Teresa lascia andare il pettine sulla cute con più forza del necessario. Nessuna terapia le darà una madre migliore.

“Ahio! Fa’ piano, Santa Maria!”, la vecchia si gira come se all’improvviso fosse calato il sipario sul teatro della memoria. “Chi si tu?”, urla grattandosi forte la testa, “vattene, vattene via!”.

Il pettine scivola sul pavimento. Teresa lo raccoglie e lo infila in un cassetto. È una maestra che vorrebbe prendere a schiaffi l’alunna ma sa che non può farlo. Allora stringe i denti e fa per andarsene. Prima di uscire allunga i soldi alla badante. Poi apre la porta d’ingresso e raggiunge l’ascensore.
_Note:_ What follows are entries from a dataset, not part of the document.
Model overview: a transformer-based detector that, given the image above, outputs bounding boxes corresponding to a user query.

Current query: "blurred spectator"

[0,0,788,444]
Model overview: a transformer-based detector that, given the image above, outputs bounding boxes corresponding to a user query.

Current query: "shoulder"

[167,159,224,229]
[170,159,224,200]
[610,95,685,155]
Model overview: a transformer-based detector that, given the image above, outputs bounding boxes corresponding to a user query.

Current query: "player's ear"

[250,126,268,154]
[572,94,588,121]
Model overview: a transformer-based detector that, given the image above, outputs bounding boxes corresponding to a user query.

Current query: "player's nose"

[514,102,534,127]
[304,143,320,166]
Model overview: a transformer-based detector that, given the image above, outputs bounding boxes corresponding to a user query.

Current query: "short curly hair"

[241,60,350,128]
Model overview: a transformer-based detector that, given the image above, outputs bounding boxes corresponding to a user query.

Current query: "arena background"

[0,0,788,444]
Con l’indice schiaccia il pulsante che la porterà lontana da quel posto un’altra volta, fino alla prossima settimana.

“Signo’, scusate! Avete visto mia figlia?”. Ora sua madre è una vecchia spettinata che la fissa sul ciglio della porta. Ai piedi indossa una ciabatta soltanto. “È piccirella”, la saliva le cola lungo il mento, “glielo dico sempre che non si deve allontanare”.

“Sta sotto”, risponde Teresa soffiando forte l’aria dalle narici, “la mula sta giocando in piazza con le cugine”. Le porte dell’ascensore si aprono ma Teresa non si muove. “O forse dovrei dire con le sorelle”. 

La madre si asciuga la bocca, poi sbatte la mano aperta sulla porta, “Signo’!”

“Che c’è ancora?”

“Quella piccirella è mia figlia. Non permetto più a nisciun di chiamarla la mula”.

Teresa volta le spalle all’ascensore e prende le scale. Quando raggiunge la strada sente le gambe vibrare e in un attimo è di fronte al mare. Finalmente respira. Le sembra di non aver mai corso tanto veloce.